Prague 2020-02 LEWGI Minutes

P1708R2 Simple Statistical Functions: Direction Review

Chair: Billy Baker

Champion: Ryan McDougall

Minute Taker: David Olsen

Start Review: 2020-02-11 10:01

Prior art:

Volunteers to help the author revise the proposal/people to contact:

End: 10:08

CONSENSUS: Further revision is needed before LEWGI can review this.

wg21bot commented 3 years ago

P1708R3 Simple Statistical Functions (Richard Dosselman, Micheal Chiu, Richard Dosselmann, Eric Niebler, Phillip Ratzlof, Vincent Reverdy)

jensmaurer commented 3 years ago

From @fraggamuffin :

http://www.open-std.org/jtc1/sc22/wg21/docs/papers/2021/p1708r3.pdf wg21.link/P1708 Passed SG19 review in Dec 2020 meeting Directing to SG6 and LEWG review.

This document proposes an extension to the C++ library, to support simple statistical functions. Such functions, not presently found in the standard (including the special math library), frequently arise in scientific and industrial, as well as general, applications. These functions do exist in Python [1], the foremost competitor to C++ in the area of machine learning, along with Calc [2], Excel [3], Julia [4], MATLAB [5], PHP [6], R [7], Rust [8], SAS [9], SPSS [10] and SQL [11]. Further need for such functions has been identified as part of SG19 (machine learning) [12]. This is not the first proposal to move statistics in C++. In 2004, a number of statistical distributions were proposed in [13]. More such distributions followed in 2006 [14]. Statistical distributions ultimately appeared in the C++11 standard [15]. Distributions, along with statistical tests, are also found in Boost [16]. A series of special mathematical functions later followed as part of the C++17 standard [17]. A C library, GNU Scientific Library [18], further includes support for statistics, special functions and histograms .

wg21bot commented 3 years ago

P1708R4 Simple Statistical Functions (Richard Dosselman, Micheal Chiu, Richard Dosselmann, Eric Niebler, Phillip Ratzlof, Vincent Reverdy, Jens Maurer)

wg21bot commented 3 years ago

P1708R5 Simple Statistical Functions (Richard Dosselman, Micheal Chiu, Richard Dosselmann, Eric Niebler, Phillip Ratzlof, Vincent Reverdy, Jens Maurer)

brycelelbach commented 3 years ago

SG6 will look at this first, and they can send it to Library Evolution when they feel it is ready.
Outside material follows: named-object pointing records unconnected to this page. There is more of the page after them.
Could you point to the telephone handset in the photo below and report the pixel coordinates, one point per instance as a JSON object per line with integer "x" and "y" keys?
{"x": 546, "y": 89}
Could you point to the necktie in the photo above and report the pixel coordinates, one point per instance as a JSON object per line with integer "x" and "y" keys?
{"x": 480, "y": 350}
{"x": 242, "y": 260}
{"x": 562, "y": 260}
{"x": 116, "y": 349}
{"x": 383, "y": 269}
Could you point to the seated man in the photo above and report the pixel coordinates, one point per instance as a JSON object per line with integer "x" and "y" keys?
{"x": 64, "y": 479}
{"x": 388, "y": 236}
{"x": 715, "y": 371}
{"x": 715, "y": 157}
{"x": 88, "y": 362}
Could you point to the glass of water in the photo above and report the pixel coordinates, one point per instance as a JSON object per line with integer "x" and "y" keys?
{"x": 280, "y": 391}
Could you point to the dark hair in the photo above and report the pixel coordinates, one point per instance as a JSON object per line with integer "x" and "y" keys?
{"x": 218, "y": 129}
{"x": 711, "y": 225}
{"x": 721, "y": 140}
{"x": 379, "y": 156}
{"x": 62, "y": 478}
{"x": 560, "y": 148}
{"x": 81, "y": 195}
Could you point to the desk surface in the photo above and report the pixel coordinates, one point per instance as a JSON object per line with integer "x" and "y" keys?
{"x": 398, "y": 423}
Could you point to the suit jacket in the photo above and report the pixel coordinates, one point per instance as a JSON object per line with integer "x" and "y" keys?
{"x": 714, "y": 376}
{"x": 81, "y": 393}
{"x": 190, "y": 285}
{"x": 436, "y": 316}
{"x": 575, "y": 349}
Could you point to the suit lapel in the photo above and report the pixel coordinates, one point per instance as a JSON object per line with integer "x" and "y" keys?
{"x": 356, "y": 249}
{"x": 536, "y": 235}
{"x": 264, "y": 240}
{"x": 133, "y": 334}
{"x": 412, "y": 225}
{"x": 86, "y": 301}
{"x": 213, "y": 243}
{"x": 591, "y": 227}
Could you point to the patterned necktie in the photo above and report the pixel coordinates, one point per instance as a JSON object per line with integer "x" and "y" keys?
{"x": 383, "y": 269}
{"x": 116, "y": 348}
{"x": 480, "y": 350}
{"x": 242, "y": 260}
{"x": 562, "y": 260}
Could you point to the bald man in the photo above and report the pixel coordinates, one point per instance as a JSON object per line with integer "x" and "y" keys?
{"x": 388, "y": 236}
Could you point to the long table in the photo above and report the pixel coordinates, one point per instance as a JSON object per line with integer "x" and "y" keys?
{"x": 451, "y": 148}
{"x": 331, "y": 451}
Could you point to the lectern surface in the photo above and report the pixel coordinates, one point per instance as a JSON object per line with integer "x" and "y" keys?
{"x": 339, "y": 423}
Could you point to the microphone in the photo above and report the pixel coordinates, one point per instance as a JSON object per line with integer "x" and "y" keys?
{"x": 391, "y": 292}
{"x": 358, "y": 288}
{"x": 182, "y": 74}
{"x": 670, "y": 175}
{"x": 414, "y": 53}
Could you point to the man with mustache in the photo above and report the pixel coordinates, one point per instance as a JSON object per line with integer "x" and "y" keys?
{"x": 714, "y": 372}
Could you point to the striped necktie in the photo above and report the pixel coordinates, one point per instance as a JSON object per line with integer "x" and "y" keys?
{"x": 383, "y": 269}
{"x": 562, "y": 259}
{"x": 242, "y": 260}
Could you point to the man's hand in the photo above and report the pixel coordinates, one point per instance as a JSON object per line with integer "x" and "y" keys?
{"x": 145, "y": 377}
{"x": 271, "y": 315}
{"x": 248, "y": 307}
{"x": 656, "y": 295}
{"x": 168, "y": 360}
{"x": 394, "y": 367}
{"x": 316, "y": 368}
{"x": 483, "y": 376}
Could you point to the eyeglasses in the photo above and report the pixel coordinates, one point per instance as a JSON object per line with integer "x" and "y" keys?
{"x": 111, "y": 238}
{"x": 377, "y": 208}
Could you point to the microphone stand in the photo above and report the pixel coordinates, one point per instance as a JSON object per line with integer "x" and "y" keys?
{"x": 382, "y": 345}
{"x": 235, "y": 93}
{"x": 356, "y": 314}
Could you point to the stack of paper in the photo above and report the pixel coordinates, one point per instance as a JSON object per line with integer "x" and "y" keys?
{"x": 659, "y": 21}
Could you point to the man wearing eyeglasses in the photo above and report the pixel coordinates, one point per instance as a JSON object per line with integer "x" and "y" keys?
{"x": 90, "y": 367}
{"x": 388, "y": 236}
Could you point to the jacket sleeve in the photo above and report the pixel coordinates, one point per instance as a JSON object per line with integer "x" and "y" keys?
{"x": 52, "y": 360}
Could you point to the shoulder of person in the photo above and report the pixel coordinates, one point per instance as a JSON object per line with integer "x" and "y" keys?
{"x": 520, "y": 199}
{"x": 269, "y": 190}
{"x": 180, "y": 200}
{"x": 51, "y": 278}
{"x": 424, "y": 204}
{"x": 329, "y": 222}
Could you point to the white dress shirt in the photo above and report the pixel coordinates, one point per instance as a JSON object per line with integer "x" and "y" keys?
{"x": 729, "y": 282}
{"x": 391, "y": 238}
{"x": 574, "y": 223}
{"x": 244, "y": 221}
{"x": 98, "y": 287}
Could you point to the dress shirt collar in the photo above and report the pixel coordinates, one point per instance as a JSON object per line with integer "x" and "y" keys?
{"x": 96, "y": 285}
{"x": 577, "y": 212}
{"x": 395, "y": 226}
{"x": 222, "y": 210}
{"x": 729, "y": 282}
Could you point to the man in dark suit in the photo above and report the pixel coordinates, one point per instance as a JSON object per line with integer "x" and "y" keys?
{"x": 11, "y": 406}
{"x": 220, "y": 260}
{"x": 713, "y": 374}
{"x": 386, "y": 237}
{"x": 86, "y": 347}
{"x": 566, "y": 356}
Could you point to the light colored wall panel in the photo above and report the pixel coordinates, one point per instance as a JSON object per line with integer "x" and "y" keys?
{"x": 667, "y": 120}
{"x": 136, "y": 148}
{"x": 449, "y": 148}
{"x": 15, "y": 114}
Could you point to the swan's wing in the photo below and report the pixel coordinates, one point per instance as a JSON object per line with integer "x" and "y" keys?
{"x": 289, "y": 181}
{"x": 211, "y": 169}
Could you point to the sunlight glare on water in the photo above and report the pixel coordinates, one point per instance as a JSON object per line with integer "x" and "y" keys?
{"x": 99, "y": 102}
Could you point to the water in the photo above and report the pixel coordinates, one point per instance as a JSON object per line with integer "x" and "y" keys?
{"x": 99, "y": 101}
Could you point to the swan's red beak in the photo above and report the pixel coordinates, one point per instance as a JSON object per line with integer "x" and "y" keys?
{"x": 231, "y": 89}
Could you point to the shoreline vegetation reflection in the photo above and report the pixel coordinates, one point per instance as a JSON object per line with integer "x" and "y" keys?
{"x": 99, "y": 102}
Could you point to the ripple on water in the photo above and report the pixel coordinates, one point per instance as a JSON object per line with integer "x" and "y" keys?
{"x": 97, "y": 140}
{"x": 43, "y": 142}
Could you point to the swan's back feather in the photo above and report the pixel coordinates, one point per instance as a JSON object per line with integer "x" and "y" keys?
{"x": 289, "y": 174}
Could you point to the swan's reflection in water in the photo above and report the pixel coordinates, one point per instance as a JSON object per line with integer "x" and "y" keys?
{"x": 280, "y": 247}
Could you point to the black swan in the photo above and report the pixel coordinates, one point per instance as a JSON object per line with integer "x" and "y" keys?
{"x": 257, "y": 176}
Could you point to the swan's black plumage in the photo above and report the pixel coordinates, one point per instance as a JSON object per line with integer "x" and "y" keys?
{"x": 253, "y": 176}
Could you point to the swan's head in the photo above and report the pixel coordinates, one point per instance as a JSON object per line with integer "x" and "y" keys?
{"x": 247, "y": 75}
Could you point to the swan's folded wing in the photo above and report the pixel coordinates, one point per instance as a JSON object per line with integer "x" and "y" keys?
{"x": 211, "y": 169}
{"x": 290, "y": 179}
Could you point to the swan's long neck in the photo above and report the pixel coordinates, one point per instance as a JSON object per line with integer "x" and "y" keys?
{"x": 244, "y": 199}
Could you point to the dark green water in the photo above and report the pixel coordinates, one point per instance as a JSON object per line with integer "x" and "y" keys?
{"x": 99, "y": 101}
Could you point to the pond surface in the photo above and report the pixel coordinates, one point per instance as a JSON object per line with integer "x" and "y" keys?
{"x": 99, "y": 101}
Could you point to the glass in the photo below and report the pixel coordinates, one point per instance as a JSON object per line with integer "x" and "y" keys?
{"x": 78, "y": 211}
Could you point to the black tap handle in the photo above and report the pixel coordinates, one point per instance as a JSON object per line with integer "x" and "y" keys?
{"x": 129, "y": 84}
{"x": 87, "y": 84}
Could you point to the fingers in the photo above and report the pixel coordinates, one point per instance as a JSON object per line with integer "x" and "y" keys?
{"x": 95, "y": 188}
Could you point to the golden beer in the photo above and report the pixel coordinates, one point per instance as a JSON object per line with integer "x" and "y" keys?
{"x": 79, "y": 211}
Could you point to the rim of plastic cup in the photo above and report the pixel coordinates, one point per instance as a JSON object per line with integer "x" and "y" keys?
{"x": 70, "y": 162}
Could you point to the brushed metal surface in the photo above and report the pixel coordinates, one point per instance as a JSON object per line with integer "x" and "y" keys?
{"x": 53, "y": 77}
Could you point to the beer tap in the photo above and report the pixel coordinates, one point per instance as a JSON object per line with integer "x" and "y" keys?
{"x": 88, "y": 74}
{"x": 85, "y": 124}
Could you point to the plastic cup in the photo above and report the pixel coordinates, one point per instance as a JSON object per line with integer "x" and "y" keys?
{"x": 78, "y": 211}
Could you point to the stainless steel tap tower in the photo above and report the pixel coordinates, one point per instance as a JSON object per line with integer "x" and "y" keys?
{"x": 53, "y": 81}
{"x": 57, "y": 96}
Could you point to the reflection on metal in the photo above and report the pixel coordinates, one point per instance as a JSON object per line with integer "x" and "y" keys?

wg21bot commented 2 years ago

P1708R6 Simple Statistical Functions (Richard Dosselman, Micheal Chiu, Richard Dosselmann, Eric Niebler, Phillip Ratzlof, Vincent Reverdy, Jens Maurer)

mattkretz commented 2 years ago

POLL: Any objection to unanimous consent to forward a new revision of P1708R6 containing the discussed changes to LEWG?

No objections to unanimous consent.

# of Authors: 2 # of Participants: 6

Design questions raised in SG6 which could be of interest to LEWG:

wxinix-2022 commented 1 year ago

Any sample implementation for P1708 so far?

wg21bot commented 1 year ago

P1708R7 Basic Statistics (Richard Dosselmann)

wg21bot commented 8 months ago

P1708R8 Basic Statistics (Richard Dosselmann)

ben-craig commented 5 months ago

2024-03-20 Library Evolution Tokyo

P1708R8: Basic Statistics

2024-03-20 Library Evolution Tokyo Minutes

Champion: Richard Dosselmann Chair: Ben Craig Minute Taker: Steve Downey

Summary

POLL: Facilities to compute basic statistics (mean, stddev, etc) belong in the standard library

SF WF N WA SA
14 4 5 0 1

Attendance: 20

# of Authors: 1

Author Position: SF

Outcome: Consensus

Comments:

Next Steps

More LEWG review

inbal2l commented 6 days ago

As this is a large library implementation experience will be helpful. Waiting for input from the authors on this topic.